The return of our Dispatches by Mr. Simeon Deane, appears to me to be an event from which great public consequences may flow.4 I therefore feel it the more extraordinary, that you shoud have taken any steps in it without any consultation with me. And this more especially after I have so lately remonstrated against a similar conduct. I was silent upon it today when Dr. Franklin mentiond that Mr. Deane was gone upon this business to Versailles5 without my knowlege, not because I did not feel the impropriety of it, but because I do and have always wishd to avoid the indecency of personal altercation.

In my judgment the failure of our dispatches is an event which will warrant our desire to be immediately acknowlegd by this Court, and that such acknowlegment will have a powerful effect in preventing the success of the overtures from England. The strong impression of the unfavorable disposition of this Court towards us, which former proceedings made on every mind, will reach America by a thousand Channels. Our contradiction of it being unfortunately frustrated may possibly commit our Countrymen into measures which a knowlege of the true state of things woud have prevented. A public acknowlegement of us woud reach America by numberless ways; and give them a decided proof of the sincerity and determination of France.6 Our Dispatches are a private and single channel and may fail or arrive too late. With respect to us the covert proceeding of France leaves them too much at Liberty to renounce us, on any unfavorable event; and is a situation in which, I think it is neither for our honor nor safety to remain.

These are sentiments, which I submit to your better judgment; and beg we may have a consultation on the subject as soon as possible. I have the honor to be with great respect Gentlemen your most Obedient Servant

Arthur Lee

The Honble. B. Franklin & Silas Deane

Notation: Arthur Lee to BF. & SD Feb. 26. 1778.

[Note numbering follows the Franklin Papers source.]

4In early January Simeon Deane, with the dispatches, sailed from Bordeaux on a frigate, the Belle-Poule, that was forced back by bad weather after weeks at sea; her passenger showed up in Paris on Feb. 26th: Stevens, Facsimiles, XXII, no. 1881, pp. 1–2.

5To obtain another frigate for Simeon Deane; see the reply that follows.
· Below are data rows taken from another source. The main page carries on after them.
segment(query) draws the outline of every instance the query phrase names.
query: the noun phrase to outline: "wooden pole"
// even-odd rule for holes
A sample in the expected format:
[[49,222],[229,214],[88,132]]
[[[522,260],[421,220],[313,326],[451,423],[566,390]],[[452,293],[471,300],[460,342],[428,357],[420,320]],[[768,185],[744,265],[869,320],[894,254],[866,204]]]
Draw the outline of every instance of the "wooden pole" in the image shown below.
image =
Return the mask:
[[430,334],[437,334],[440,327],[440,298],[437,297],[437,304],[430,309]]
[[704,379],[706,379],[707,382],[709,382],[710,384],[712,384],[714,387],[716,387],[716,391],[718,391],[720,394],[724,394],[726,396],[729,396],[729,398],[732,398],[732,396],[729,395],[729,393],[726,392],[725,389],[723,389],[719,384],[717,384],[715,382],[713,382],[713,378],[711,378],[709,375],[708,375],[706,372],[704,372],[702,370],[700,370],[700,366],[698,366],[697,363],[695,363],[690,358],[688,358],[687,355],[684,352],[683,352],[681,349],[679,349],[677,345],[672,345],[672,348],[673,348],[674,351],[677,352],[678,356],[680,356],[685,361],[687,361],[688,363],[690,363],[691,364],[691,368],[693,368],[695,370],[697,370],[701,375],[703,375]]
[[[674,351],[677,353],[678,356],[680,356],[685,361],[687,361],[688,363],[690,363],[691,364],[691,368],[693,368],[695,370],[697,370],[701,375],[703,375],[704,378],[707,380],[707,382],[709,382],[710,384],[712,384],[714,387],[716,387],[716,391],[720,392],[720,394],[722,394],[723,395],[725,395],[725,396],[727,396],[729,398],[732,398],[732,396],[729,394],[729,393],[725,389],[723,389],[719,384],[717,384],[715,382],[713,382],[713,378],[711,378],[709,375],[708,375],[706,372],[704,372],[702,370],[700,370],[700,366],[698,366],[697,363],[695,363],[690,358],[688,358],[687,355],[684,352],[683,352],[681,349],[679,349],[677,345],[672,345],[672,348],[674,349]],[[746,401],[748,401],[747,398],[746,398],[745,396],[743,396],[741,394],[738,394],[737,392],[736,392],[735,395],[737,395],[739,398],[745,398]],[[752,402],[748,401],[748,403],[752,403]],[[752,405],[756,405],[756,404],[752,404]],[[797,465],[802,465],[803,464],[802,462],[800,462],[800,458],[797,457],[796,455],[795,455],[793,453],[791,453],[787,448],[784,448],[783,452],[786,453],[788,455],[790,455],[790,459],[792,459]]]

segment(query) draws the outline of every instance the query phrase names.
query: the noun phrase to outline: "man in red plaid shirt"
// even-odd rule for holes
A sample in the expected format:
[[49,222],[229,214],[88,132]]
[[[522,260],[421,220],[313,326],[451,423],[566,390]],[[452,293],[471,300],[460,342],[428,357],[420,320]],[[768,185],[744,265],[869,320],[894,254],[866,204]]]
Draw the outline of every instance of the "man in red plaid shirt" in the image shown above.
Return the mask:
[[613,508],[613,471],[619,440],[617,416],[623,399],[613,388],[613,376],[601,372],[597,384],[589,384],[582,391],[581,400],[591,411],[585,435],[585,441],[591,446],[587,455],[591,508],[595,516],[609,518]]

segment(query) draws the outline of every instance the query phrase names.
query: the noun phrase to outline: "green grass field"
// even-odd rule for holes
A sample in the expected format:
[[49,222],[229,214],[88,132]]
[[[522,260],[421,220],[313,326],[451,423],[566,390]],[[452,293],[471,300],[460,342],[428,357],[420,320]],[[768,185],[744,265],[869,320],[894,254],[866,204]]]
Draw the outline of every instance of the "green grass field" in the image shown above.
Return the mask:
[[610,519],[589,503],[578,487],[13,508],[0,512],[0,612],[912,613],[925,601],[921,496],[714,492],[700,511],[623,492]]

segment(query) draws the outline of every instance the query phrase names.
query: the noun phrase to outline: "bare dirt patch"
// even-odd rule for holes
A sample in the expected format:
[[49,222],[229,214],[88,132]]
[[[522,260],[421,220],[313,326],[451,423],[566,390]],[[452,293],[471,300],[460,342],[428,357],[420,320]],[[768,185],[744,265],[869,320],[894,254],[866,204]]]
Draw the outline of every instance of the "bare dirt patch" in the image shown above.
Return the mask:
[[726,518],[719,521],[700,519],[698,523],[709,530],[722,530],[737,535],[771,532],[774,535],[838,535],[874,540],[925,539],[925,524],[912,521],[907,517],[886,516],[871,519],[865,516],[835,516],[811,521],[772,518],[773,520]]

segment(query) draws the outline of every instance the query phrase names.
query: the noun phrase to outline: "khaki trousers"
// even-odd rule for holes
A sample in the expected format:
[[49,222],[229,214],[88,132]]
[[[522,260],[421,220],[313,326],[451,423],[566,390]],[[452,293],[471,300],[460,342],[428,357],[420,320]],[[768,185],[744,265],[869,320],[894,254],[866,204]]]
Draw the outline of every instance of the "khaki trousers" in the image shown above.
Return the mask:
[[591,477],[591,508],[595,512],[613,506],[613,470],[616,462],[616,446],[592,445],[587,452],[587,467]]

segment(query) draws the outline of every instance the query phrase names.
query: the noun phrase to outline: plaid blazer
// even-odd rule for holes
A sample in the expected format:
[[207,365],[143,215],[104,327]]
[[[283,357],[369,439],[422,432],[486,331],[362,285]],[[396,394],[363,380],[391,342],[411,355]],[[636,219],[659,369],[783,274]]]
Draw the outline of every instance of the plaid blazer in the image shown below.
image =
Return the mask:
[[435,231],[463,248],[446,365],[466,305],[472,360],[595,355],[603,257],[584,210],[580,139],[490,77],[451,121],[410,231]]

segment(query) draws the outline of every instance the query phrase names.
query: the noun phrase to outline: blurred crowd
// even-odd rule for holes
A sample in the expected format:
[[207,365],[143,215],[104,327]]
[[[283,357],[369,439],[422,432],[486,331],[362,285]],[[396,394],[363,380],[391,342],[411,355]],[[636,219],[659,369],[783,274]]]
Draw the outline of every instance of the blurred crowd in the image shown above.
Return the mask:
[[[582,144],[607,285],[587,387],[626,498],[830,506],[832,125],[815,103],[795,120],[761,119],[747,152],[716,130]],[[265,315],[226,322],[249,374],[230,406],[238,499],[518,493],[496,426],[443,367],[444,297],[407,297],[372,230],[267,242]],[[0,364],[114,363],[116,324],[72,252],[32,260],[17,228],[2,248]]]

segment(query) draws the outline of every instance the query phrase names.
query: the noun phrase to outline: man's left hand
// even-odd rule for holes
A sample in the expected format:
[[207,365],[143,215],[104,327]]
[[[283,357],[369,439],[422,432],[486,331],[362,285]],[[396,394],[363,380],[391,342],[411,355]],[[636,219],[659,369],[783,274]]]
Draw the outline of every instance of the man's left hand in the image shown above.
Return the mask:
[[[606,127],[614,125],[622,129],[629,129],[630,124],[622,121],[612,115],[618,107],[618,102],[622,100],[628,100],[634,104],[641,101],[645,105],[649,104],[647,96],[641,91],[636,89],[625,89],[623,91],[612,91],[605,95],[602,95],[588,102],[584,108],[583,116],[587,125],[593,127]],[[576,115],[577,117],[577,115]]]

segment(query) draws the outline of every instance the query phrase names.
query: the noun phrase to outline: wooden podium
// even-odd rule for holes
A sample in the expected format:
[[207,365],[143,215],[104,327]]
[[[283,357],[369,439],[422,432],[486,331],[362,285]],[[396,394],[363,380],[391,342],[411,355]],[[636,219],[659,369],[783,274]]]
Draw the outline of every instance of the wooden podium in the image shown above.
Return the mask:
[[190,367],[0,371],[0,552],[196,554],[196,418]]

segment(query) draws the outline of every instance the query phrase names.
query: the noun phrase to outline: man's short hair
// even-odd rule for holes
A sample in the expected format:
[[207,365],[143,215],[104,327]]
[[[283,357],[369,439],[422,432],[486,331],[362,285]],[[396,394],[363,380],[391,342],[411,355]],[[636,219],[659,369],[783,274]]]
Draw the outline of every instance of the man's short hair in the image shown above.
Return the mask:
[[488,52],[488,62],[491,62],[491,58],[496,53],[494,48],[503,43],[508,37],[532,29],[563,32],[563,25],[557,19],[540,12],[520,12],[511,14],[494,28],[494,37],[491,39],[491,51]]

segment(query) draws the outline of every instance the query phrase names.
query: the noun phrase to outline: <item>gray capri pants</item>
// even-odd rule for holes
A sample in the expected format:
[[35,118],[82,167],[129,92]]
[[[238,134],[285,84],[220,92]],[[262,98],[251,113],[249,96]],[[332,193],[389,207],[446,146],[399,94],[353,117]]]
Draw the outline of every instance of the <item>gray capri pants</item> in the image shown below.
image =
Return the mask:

6Lee had additional motives for his suggestion: public recognition would facilitate commerce, and might lead other powers to follow the French example; Prussia, in particular, had promised to do so. Lee, Life of Arthur Lee, I, 398–9. Lee’s assurance about Prussia, to which he recurs, was based on his letters from Schulenburg: Wharton, Diplomatic Correspondence, II, 457, 473.